January 2005 archives from
Piotr's R&D blog

Reef CVS adapter done

Tuesday, January 25, 2005, 06:30PM - category General -

Reef's CVS adapter is (provisionally) done. Reef will now connect to a CVS repository, seek out any changes, update a local working copy and analyze the log data to present a unified modifications report. This report is used by following phases to enable only incremental processing to be done, hopefully greatly enhancing the performance of the application on huge code bases.

The modification extraction is particularly interesting. I found out that CVSNT, an alternative but generally compatible implementation of the CVS system, tags log entries with automatically generated commit IDs. This allows for easy reconstruction of the atomic commits actually performed by the user, and was not mentioned in the papers I read about the topic.
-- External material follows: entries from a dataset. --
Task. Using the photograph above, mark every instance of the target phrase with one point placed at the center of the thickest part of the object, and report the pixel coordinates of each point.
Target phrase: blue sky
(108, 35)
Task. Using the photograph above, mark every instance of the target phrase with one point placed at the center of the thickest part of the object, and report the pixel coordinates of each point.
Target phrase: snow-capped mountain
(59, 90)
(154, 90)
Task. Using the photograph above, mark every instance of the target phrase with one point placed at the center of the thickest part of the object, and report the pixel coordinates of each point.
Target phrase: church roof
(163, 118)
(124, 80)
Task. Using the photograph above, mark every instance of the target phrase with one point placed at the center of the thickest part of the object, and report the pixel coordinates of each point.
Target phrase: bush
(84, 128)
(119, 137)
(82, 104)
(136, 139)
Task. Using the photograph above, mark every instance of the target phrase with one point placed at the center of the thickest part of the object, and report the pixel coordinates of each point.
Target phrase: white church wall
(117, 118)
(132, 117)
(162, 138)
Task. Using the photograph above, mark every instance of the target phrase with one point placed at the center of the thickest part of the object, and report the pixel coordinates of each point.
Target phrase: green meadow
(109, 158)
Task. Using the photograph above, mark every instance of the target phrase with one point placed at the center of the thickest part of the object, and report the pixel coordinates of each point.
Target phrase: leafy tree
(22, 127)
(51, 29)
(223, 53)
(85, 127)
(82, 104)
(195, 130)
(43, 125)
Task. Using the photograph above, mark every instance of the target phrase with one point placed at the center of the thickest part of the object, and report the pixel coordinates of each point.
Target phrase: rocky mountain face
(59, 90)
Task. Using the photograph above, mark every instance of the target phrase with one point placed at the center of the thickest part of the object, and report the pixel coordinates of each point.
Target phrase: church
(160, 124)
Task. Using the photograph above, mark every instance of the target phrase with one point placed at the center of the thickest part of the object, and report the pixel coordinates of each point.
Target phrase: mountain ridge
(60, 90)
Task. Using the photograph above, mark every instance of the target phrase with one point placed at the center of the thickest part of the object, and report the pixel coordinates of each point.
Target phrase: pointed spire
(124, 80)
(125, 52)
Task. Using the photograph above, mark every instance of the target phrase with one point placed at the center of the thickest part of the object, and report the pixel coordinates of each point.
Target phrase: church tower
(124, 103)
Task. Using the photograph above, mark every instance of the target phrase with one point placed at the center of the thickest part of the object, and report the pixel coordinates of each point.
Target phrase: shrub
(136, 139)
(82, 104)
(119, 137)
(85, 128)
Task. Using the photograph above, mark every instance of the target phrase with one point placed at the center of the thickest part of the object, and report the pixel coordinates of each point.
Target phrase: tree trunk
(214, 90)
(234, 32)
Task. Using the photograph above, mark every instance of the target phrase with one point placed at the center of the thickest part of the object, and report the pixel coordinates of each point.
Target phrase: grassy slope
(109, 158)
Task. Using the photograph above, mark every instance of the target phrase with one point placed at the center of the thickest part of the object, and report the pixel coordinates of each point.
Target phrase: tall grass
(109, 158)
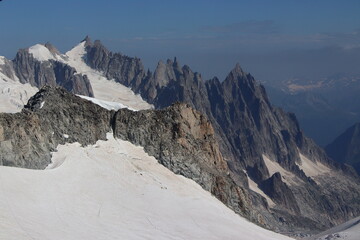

Of course, if the commit IDs are not present for any reason, Reef will use a standard sliding-window algorithm to synthesize best-guess multi-file commits. The papers made this out to be a big deal, but I found that (with the backing of an XML database that supports XQuery) the algorithm comes down to less than a screenful of code. Once you've fixed the bugs in the database, of course... ah, the wonder of open source projects!

Some things that the adapter won't do yet is deal with module aliases or branching. To deal with branching, I'd have to figure out a merging mechanism for diagram edits, which I frankly don't feel like doing yet. Hopefully there's enough projects out there without branches that will still find Reef useful. As for module aliases (and other CVSROOT/modules tricks), does anyone know how prevalent they are in practice? I suspect it should be possible to work around at least a few of the problems, but I'd rather not unless it blocks a significant quantity of possible deployments.